Let me give you one key piece of information that seems missing from your reasoning: MLIR does not have a list of predefined instructions, types or attributes (unlike LLVM). In a sense, MLIR is not an IR itself, it’s an IR constructor. The entire point of MLIR is its extensibility, that is, anybody can add operations and types with (almost) any semantics and they are as good as, e.g., “standard” operations. So the answer to a question “can I do X with MLIR” is always “yes, provided you define the operations/types you need to do X”. The harder question is how these operations/types look like, and how they interact with other operations/types that may exist in the MLIR ecosystem.
You don’t need a language or an AST to produce an IR, MLIR or otherwise. You can just create the appropriate components (operations, blocks, regions, types) using the relevant APIs, e.g. mlir::Builder
. Those APIs are explained in the tutorial, you can call them from any code you have, there is no need to have an AST.
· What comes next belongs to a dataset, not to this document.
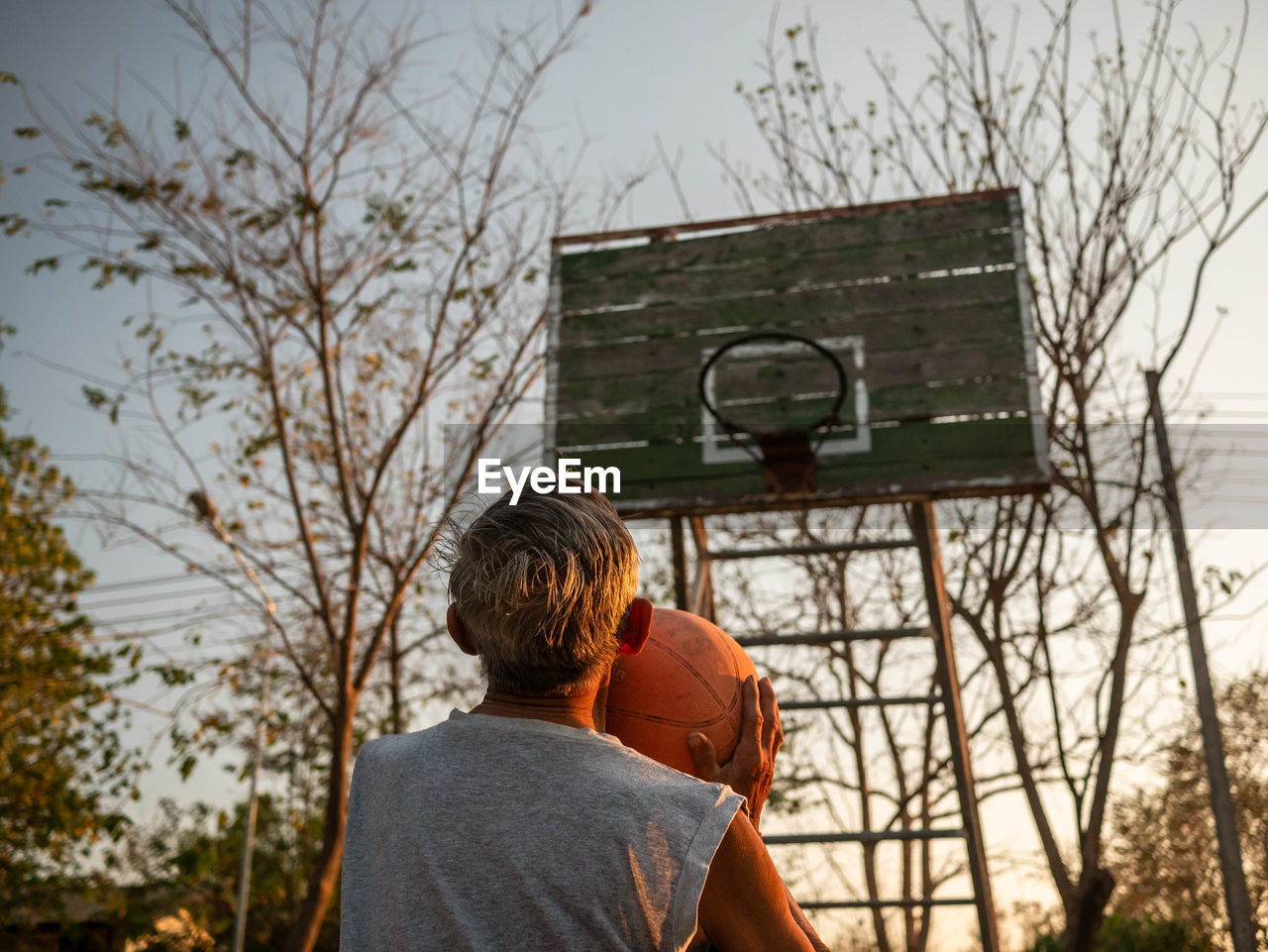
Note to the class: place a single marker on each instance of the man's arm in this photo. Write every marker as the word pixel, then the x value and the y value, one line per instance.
pixel 745 906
Define the dialect that has the semantics you want, make sure it is expressive enough. Then write your binary analysis code and use mlir::Builder
and relevant APIs to construct the IR from your analysis results. Then you can write the lifting to the LLVM dialect using the pattern rewriting infrastructure. It may require some extensions to the LLVM dialect, it’s not complete yet. At the LLVM dialect level, you can export to LLVM IR and compile it back to binary using LLVM.
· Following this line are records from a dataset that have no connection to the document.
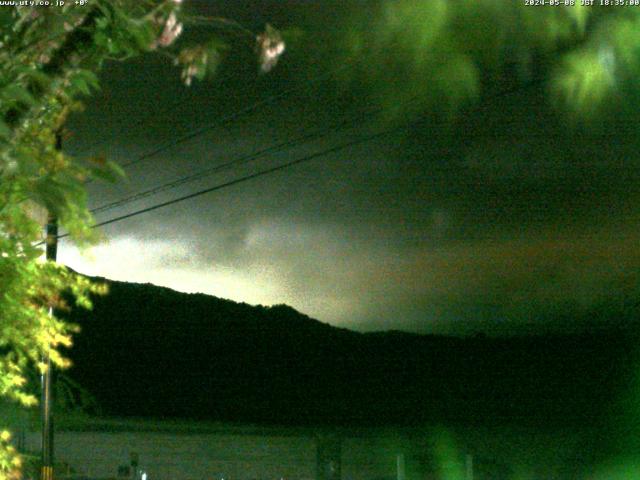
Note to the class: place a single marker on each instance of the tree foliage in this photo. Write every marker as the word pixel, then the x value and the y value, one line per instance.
pixel 442 55
pixel 49 59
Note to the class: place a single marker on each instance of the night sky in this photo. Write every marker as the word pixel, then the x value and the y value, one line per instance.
pixel 501 218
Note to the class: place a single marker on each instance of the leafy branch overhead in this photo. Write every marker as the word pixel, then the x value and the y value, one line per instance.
pixel 49 60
But MLIR is a compiler infrastructure and so is LLVM. This is an unfortunately common misconception perpetuated by some textbooks that compilers are about lexing and parsing. They are much more than that.
MLIR is a compiler framework that lets you define the abstractions you need. By itself, it is not necessarily “multi-level”, it’s the set of abstractions you use that is. To me, at this point, MLIR is a proper name, the same way as LLVM used to stand for Low-Level Virtual Machine but that has not been true for quite some time.
What are the different levels of abstractions you would need? Assembly instruction level and LLVM dialect level? Something else?
MLIR is very flexible so it is definitely feasible. If by MLIR approach you mean expressing everything as MLIR operations and transforming them using the pattern rewriting infrastructure, then also yes, it sounds feasible. It will be interesting to see how we should adapt the infrastructure to support such use cases (it was mostly designed for lowering, not raising).
MLIR has the LLVM dialect, which gives you the same abstractions as LLVM IR, but which is not complete yet. And you must translate the LLVM dialect to the LLVM IR if you want to use LLVM proper.
As long as you introduce operations and/or attributes for that purpose.